There is no doubt that antipsychotic treatment is valuable in acute psychotic episodes. There is also considerable evidence that antipsychotics are useful for those with continuing positive psychotic symptoms. Indeed, the introduction of antipsychotics in the 1950s is credited with having contributed to the return to the community of many previously chronically ill patients from asylums, and the running down and eventual abolition of these institutions. Reference Shorter1
However, a new era was ushered in by Leff & Wing in 1971 when they reported an randomised controlled trial (RCT) of the prophylactic value of antipsychotics in preventing the relapse of people with schizophrenia. Reference Leff and Wing2 Subsequently, many other RCTs confirmed that relapse was less common in those who continued treatment with antipsychotics. Although most of these trials lasted for less than 1 year, Reference Leucht, Tardy, Komossa, Heres, Kissling and Salanti3 it became common practice for those who had received a diagnosis of schizophrenia to remain on antipsychotics for many years.

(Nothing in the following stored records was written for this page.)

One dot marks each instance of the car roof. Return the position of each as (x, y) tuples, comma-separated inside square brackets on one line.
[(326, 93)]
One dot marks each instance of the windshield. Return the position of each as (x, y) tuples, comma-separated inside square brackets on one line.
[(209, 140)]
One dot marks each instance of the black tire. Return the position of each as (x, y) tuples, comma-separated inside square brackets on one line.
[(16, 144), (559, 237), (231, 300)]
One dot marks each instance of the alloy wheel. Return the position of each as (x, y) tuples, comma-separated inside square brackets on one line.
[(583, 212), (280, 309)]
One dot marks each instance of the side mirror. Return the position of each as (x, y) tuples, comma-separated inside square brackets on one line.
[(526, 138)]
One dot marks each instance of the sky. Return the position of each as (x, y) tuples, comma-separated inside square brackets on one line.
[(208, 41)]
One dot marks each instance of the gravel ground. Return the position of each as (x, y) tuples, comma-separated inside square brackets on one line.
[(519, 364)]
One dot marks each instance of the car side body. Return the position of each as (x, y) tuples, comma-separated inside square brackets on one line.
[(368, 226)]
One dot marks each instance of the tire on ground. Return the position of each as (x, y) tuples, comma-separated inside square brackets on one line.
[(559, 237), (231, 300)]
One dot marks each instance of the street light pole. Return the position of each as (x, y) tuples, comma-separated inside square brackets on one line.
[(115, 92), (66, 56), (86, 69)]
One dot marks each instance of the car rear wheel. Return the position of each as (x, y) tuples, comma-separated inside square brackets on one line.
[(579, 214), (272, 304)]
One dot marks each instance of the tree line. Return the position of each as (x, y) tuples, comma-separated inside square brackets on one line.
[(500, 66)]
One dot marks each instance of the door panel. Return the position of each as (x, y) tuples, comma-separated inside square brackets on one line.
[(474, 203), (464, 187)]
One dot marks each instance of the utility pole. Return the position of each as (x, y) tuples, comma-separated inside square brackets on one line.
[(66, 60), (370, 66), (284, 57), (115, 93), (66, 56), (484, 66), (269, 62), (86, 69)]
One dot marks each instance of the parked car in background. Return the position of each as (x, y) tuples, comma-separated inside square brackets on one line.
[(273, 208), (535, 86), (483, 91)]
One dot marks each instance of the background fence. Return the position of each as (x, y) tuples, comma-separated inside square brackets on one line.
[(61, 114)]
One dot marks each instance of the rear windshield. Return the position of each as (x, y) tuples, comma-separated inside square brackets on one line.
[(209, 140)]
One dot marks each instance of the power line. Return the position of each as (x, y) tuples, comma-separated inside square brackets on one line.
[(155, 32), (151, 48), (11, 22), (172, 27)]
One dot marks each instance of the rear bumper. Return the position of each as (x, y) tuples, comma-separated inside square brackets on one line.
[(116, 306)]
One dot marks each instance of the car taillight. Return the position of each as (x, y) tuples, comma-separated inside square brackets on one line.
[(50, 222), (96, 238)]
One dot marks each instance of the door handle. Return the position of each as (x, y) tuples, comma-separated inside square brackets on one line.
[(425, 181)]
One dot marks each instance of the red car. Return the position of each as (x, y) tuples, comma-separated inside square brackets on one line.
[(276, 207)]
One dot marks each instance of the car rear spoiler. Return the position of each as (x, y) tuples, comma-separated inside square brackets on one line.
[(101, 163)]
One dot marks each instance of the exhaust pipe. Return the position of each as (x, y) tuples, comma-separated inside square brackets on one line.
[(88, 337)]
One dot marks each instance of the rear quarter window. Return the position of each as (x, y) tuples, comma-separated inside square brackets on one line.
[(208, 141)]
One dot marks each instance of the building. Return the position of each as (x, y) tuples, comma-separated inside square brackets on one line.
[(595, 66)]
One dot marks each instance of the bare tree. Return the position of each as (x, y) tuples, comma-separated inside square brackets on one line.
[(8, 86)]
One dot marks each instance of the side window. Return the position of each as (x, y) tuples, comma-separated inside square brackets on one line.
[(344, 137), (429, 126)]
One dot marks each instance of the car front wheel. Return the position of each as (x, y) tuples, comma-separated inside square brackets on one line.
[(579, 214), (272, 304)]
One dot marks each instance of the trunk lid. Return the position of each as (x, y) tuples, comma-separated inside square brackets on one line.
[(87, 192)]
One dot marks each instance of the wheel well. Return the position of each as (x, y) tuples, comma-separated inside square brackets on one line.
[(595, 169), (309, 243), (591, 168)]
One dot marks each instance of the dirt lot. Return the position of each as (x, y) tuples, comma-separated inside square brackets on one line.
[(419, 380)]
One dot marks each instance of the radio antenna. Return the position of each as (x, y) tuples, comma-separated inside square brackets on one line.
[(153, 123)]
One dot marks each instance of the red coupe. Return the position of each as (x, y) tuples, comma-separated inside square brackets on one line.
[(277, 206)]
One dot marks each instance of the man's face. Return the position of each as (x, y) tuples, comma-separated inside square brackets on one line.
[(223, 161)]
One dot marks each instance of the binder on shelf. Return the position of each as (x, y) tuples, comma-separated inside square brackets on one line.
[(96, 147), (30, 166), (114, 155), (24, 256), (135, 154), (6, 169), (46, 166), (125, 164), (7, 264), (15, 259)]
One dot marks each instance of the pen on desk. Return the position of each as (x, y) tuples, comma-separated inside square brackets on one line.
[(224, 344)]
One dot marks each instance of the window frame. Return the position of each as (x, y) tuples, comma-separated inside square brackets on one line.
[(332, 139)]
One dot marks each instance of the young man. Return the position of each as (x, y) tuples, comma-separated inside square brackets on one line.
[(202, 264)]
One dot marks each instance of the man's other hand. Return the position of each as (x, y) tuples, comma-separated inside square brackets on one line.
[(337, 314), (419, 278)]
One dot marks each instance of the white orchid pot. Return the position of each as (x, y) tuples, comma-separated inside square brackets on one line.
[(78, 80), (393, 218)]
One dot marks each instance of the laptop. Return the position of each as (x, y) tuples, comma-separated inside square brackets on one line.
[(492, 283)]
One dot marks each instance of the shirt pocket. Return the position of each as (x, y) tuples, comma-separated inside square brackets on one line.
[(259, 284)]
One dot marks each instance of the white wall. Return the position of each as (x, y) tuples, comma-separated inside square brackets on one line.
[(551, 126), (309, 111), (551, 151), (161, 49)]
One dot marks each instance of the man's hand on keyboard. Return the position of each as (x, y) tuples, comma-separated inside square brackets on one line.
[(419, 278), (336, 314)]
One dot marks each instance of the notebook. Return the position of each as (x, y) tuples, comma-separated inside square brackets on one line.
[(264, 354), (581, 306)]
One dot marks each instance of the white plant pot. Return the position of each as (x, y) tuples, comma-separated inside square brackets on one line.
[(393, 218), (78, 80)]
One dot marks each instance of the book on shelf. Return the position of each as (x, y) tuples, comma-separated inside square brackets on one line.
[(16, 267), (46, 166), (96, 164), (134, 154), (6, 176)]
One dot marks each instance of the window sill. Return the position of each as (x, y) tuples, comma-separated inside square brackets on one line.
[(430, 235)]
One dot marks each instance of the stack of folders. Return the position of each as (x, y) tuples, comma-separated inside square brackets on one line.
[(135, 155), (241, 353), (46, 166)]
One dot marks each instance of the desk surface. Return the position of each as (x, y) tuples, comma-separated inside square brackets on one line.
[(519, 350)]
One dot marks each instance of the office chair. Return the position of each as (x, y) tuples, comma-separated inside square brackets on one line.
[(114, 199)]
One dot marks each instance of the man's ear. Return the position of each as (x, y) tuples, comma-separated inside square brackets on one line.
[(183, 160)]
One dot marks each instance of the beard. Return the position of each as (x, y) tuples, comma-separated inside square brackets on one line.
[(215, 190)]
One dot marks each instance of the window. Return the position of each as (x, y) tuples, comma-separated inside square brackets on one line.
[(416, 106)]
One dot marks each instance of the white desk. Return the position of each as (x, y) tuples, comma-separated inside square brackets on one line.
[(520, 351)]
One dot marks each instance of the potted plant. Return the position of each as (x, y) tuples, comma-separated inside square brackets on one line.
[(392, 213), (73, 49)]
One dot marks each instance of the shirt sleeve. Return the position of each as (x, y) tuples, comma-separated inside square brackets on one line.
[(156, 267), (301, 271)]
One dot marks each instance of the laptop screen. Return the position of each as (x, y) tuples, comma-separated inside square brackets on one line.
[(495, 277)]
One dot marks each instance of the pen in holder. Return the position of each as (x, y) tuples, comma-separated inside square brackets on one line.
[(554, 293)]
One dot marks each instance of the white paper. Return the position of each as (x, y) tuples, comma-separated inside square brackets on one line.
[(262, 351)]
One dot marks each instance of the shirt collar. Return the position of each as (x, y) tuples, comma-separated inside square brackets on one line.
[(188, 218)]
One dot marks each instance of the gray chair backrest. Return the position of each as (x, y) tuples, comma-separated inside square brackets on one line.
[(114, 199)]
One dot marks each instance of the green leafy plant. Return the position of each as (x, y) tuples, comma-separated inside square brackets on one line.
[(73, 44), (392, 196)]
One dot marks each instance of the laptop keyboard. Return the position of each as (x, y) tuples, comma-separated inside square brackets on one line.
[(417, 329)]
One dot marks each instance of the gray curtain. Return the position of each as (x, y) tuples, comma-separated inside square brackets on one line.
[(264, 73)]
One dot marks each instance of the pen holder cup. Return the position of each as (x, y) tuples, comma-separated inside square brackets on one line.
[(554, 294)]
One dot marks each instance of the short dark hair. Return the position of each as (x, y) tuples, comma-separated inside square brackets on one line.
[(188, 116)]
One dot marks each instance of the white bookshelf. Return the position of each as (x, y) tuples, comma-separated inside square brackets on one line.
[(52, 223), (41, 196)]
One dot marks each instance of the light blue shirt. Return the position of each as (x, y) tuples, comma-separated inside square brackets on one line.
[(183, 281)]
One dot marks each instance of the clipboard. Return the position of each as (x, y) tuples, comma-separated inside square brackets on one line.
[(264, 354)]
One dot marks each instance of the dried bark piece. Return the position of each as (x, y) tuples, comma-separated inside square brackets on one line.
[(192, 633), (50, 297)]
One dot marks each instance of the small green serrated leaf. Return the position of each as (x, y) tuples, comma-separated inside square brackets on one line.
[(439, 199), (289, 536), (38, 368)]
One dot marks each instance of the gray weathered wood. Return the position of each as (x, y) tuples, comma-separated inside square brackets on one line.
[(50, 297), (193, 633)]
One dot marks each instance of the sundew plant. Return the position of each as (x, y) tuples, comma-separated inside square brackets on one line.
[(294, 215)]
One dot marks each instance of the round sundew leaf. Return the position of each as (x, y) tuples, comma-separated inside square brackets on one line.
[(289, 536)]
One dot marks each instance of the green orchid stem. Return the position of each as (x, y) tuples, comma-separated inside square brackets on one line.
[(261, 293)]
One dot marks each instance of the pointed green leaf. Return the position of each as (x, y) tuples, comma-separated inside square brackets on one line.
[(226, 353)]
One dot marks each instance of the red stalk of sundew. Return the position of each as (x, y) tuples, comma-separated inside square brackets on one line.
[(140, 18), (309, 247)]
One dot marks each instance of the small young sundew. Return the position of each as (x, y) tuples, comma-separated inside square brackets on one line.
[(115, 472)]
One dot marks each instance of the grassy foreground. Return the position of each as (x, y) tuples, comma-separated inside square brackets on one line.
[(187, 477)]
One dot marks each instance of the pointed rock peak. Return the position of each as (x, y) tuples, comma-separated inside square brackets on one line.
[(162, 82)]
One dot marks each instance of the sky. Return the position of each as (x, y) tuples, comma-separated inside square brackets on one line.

However, increasing doubts have been raised about the long-term prophylactic use of antipsychotics. Reference Moncrieff4 As with any drug treatment, the beneficial effects have to be balanced against the potential side-effects. This paper will therefore address five troublesome issues: (a) effects of antipsychotics on physical health, (b) effects of antipsychotics on brain structure, (c) efficacy of long-term antipsychotic use, (d) antipsychotic-induced dopamine receptor supersensitivity, and (e) treatment-resistant schizophrenia (TRS).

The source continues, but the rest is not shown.